Mário Avelar destaca que “há uma evolução clara: as companhias brasileiras enfrentam este ciclo de juros altos de modo muito mais sólido do que antes, com menos ativos problemáticos, margens de lucro resilientes e mais controle financeiro”.
Essa evolução reforça a ideia de que, apesar da bolsa não ser barata, há oportunidades atraentes. Atualmente, o Ibovespa está negociado a cerca de oito vezes o lucro, inferior à média histórica e também menor que os múltiplos de mercados emergentes como Colômbia e Peru, que giram em torno de dez vezes. O lucro por ação (earnings yield) próximo de 12% confirma a robustez obtida, mesmo com preços descontados — indicando, em suma, que a bolsa está relativamente barata.
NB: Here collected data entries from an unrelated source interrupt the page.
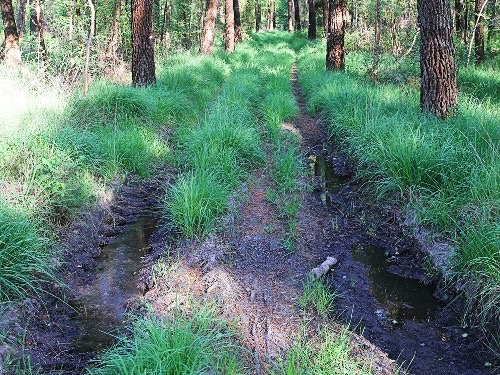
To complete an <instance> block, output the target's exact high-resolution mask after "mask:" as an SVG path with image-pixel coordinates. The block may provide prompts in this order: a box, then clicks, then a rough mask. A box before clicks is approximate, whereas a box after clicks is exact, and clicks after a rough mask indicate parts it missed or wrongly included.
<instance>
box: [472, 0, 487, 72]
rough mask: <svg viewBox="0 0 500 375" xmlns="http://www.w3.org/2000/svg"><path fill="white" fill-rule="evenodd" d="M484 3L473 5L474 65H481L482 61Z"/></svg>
mask: <svg viewBox="0 0 500 375" xmlns="http://www.w3.org/2000/svg"><path fill="white" fill-rule="evenodd" d="M484 2H485V0H476V1H475V3H474V5H475V6H474V13H475V14H476V28H475V29H474V54H475V56H476V64H481V63H482V62H483V61H484V17H483V13H484Z"/></svg>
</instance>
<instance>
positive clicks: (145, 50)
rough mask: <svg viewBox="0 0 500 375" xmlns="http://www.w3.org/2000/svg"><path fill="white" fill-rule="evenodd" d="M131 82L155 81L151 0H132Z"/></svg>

Setorialmente, o cenário é equilibrado: utilities e bancos — tradicionalmente setores defensivos — mantêm-se fortes, enquanto indústrias e empresas de logística apresentam múltiplos abaixo da média, mas preservam a rentabilidade. Em contraste, setores mais vulneráveis à competição global, como o varejo, continuam sob pressão, especialmente pela concorrência de players estrangeiros, notadamente chineses.
Essa combinação de valuations comprimidos e fundamentos sólidos cria uma assimetria positiva, capaz de gerar ganhos expressivos nos ativos locais. Não por acaso, em dias de notícias favoráveis, algumas ações chegam a valorizar dois dígitos em poucas horas.
Ricardo Campos, CIO e CEO da Reach Capital, destaca que a retomada consistente do investidor local depende de maior previsibilidade sobre o processo eleitoral do próximo ano.
“Três fatores serão determinantes para a volta do investidor brasileiro: a continuidade da curva americana indicando cortes, a confirmação dos cortes da Selic no final do ano e um ambiente de negócios menos incerto no Brasil. Atualmente, qualquer notícia positiva provoca fortes reações, pois os preços estão bastante pressionados”, conclui Amaral.